Standing up for yourself is a very tough balance for me. I can't let my emotions take control, but I still have to get my point across. I have to respect the other person's opinion and circumstance, but they have to respect mine, they HAVE to respect mine that's what I need to remind myself. I often times get too caught up in empathy and respecting others situations to have time to remember my own. This can lead to overcompensating, A.K.A. karate chopping a metal shelf, and almost breaking my hand. It can also cause you to lash out at someone else if you don't stand up to the right person at the right time, but luckily I'm pretty clear of that vice.
I never realized that this is something that must be done in every conversation, because there are power whores everywhere. Historically I had just avoided these types of people, but they are still out there, and they need to be put in their place. The good news is, I'm fed up with their shit, and I'm not taking any more. So much of the fear I have felt in my life is from being hurt by others words, and this new realization puts an instant end to that. It's a cut off from the deep parts of me, which I never wanted to do, I always wanted to be completely open to everyone, but it's too much work for empathizing with a bunch of assholes.
That and it makes the people I choose to empathize with that much more respected and powerful, and takes away from jerks. I'm not going to bother feeling something that a low-life says to me, and I like that. I've never known how to do this before, I was never taught, but letting in the bad never makes any sense. I love people, I realize the reasons we are so horrible to one another sometimes is because our lives are often times a struggle, so we fight to survive. The only way to clean our culture of this sickness is to starve it to death, and I never fed it, but it eats me, so I'm not being the food anymore.
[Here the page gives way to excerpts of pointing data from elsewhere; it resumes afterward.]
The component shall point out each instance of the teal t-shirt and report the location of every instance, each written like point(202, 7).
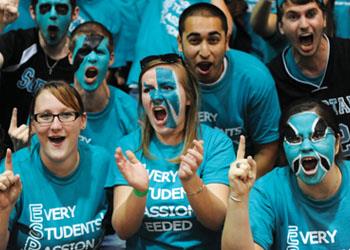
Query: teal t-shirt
point(244, 101)
point(169, 221)
point(61, 212)
point(118, 118)
point(158, 31)
point(282, 217)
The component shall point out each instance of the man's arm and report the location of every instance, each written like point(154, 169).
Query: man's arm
point(263, 22)
point(265, 157)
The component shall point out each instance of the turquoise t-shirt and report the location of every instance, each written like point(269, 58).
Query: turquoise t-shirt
point(158, 31)
point(61, 212)
point(243, 101)
point(263, 49)
point(282, 217)
point(118, 118)
point(169, 221)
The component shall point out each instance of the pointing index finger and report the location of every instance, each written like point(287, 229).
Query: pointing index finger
point(8, 160)
point(241, 148)
point(13, 123)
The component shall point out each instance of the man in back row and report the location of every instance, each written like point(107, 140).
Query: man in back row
point(29, 58)
point(238, 92)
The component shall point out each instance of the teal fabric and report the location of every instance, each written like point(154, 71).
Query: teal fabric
point(61, 212)
point(243, 101)
point(119, 118)
point(169, 221)
point(282, 217)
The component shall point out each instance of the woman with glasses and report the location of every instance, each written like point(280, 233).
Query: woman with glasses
point(175, 186)
point(304, 205)
point(52, 194)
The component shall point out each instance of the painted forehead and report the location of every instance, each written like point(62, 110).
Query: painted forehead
point(160, 76)
point(304, 122)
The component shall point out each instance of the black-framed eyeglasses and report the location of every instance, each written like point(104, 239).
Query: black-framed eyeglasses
point(64, 117)
point(167, 58)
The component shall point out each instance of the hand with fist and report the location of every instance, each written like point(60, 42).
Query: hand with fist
point(10, 185)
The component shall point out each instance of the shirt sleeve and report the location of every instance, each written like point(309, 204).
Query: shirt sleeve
point(262, 217)
point(264, 111)
point(218, 155)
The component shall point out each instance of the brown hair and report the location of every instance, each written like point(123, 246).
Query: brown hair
point(190, 86)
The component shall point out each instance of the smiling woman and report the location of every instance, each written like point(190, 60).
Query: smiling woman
point(46, 190)
point(177, 164)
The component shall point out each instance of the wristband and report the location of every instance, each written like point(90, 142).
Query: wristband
point(139, 193)
point(200, 190)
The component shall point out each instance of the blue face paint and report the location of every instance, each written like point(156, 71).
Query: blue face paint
point(53, 18)
point(166, 95)
point(91, 60)
point(309, 145)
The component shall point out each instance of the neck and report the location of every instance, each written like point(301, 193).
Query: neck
point(94, 101)
point(61, 168)
point(313, 66)
point(55, 52)
point(327, 188)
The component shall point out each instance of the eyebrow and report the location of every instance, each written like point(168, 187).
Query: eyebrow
point(198, 34)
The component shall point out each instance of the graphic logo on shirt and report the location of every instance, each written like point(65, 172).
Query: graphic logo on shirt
point(295, 237)
point(171, 212)
point(171, 11)
point(29, 82)
point(40, 231)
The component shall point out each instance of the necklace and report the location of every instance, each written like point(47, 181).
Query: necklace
point(48, 65)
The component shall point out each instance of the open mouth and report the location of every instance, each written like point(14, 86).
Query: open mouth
point(306, 39)
point(204, 66)
point(56, 139)
point(53, 31)
point(91, 72)
point(309, 165)
point(159, 113)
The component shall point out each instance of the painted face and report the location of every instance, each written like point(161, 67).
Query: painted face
point(303, 26)
point(204, 45)
point(309, 145)
point(163, 99)
point(53, 18)
point(58, 140)
point(90, 61)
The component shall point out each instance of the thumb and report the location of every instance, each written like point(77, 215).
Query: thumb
point(241, 148)
point(8, 160)
point(13, 123)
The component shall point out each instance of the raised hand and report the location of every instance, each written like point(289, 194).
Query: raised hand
point(242, 172)
point(132, 170)
point(10, 185)
point(191, 160)
point(8, 11)
point(19, 135)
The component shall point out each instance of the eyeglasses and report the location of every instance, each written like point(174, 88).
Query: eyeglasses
point(64, 117)
point(167, 58)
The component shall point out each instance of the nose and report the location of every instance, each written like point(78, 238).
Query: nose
point(92, 57)
point(157, 98)
point(53, 13)
point(56, 124)
point(304, 22)
point(204, 50)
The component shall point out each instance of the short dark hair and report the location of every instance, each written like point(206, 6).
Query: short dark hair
point(91, 28)
point(280, 3)
point(205, 10)
point(72, 2)
point(307, 104)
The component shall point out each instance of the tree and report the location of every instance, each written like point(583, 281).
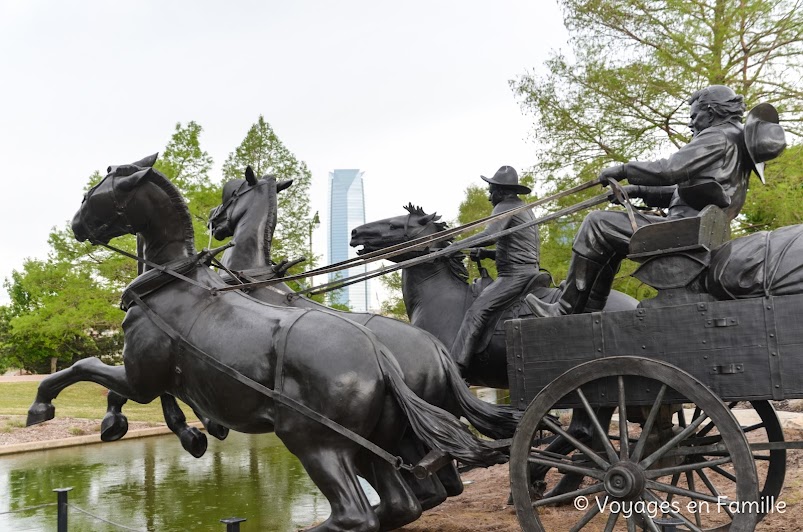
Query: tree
point(187, 166)
point(620, 94)
point(266, 154)
point(59, 313)
point(67, 307)
point(637, 61)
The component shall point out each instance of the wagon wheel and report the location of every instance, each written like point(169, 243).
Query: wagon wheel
point(767, 430)
point(629, 470)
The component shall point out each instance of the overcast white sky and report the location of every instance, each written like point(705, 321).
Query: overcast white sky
point(414, 93)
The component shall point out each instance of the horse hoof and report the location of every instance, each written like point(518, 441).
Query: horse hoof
point(217, 430)
point(113, 427)
point(193, 441)
point(39, 413)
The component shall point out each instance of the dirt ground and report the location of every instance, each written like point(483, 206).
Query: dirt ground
point(482, 506)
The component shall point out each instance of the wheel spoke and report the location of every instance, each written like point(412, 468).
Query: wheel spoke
point(674, 482)
point(565, 467)
point(673, 513)
point(648, 519)
point(624, 443)
point(647, 462)
point(714, 491)
point(557, 429)
point(724, 473)
point(642, 441)
point(660, 486)
point(590, 514)
point(676, 470)
point(690, 483)
point(596, 488)
point(611, 521)
point(601, 433)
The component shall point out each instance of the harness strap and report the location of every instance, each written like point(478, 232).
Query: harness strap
point(304, 410)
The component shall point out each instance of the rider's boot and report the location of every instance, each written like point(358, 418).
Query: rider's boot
point(581, 277)
point(598, 296)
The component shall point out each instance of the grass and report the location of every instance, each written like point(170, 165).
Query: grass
point(82, 400)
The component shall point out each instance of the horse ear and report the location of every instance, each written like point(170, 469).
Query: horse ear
point(281, 185)
point(249, 176)
point(129, 182)
point(147, 162)
point(428, 218)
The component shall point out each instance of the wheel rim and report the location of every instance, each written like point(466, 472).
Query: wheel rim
point(628, 474)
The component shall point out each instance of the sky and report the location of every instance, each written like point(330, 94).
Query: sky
point(416, 94)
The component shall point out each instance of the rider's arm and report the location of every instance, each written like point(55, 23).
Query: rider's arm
point(659, 197)
point(704, 151)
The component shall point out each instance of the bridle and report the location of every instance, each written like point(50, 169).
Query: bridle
point(120, 218)
point(223, 209)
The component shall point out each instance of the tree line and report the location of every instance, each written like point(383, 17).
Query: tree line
point(617, 93)
point(66, 306)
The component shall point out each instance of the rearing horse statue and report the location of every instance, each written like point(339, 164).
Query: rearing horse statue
point(325, 385)
point(437, 293)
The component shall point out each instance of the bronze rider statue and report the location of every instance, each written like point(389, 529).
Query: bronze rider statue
point(712, 169)
point(516, 257)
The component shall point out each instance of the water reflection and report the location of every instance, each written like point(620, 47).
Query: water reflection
point(153, 484)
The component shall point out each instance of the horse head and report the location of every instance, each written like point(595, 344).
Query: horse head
point(106, 211)
point(236, 202)
point(388, 232)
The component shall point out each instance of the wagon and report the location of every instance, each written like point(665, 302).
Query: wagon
point(666, 386)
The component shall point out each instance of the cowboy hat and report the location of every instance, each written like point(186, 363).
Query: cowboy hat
point(763, 136)
point(507, 177)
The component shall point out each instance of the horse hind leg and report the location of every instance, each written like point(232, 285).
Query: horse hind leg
point(87, 369)
point(114, 425)
point(398, 504)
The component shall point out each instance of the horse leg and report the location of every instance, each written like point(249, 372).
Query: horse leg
point(430, 491)
point(88, 369)
point(212, 427)
point(332, 468)
point(114, 425)
point(398, 505)
point(192, 439)
point(581, 427)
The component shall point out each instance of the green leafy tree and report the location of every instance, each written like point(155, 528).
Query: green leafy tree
point(60, 313)
point(266, 154)
point(393, 305)
point(188, 166)
point(778, 203)
point(66, 307)
point(620, 93)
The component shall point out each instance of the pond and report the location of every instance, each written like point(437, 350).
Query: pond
point(153, 484)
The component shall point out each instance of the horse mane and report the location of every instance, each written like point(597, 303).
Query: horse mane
point(177, 201)
point(456, 264)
Right now that part of my life is rewarding, but there is a part I am stuck with, that I don't know what to do with. It involves a relationship that I don't know how to stand up for myself in, one that my friend walked away from. How do I stand up for myself to someone who isn't talking to me? It's like someone just dropped me, and then ran away from ever having to think about me again, how do I get closure from that? It's a toughie. I can't get angry, or yell, I can't send a nasty petty note, I can't let them know how I feel, and that they are killing me, the very best parts of me. I never ask for much from a friend, but I do ask that they be a friend, and just talk to me. Don't excuse away a relationship until it is dead because you are afraid; that is the fear written about over and over again that kills so many beautiful things.
I could never relate to people who do this, just toss a person aside and forget about them so they can live in their bubble. It's not like that person actually went away, and there is all this unsaid mush in the back of their brain that has got to be eating at them. I feel bad for that, because it is a type of denial that leads to a breakdown. That and it hurts both the both of you, for no reason other than someone is afraid of having a tough conversation. I have always had those tough conversations, and I am free because of it. Don't loose a great thing just because it is hard to keep for a little while.
The truth is, standing up for myself in this situation was exceptionally difficult because there was a good reason for distance. Now this distance has become too vast, and there are no reasons left, just the feeling like I have been duped. Like I was lied to, and forgotten about. I tried all that I knew to do to stand up for myself while respecting my friends life and feelings, but she never tried for me. Not a single call, not a note that wasn't a response, and not a single cup of coffee, just a drop and a unfulfilled promise to be a friend again. Unfortunately, I don't think there is much time, or space for her to be a friend again. Its been too long, and I've been too strong, if there was anything to do to change this I would, but like I said, I've tried everything, and even nothing wasn't enough. This is me standing up for myself, and these few days are her last chance to show me that she is a friend. Based on history, I doubt we will survive, based on a specific person, we still have a tough shot. After that, I will be listening to my favorite Ani song, and moving on. I always thought that you were different, but you always wanted to be the same. Benjamin

1 comment:

  1. you cannot sit there and bitch about how someone has treated you, when infact you did the same to another. just remember that with time, karma does come back, or one could say "what comes around goes around"..... so stop sitting around feeling sorry for yourself, and start thinking about things you've done in the past. then, just then, maybe you will understand why you were cut out of someone's life. it isn't fun is it?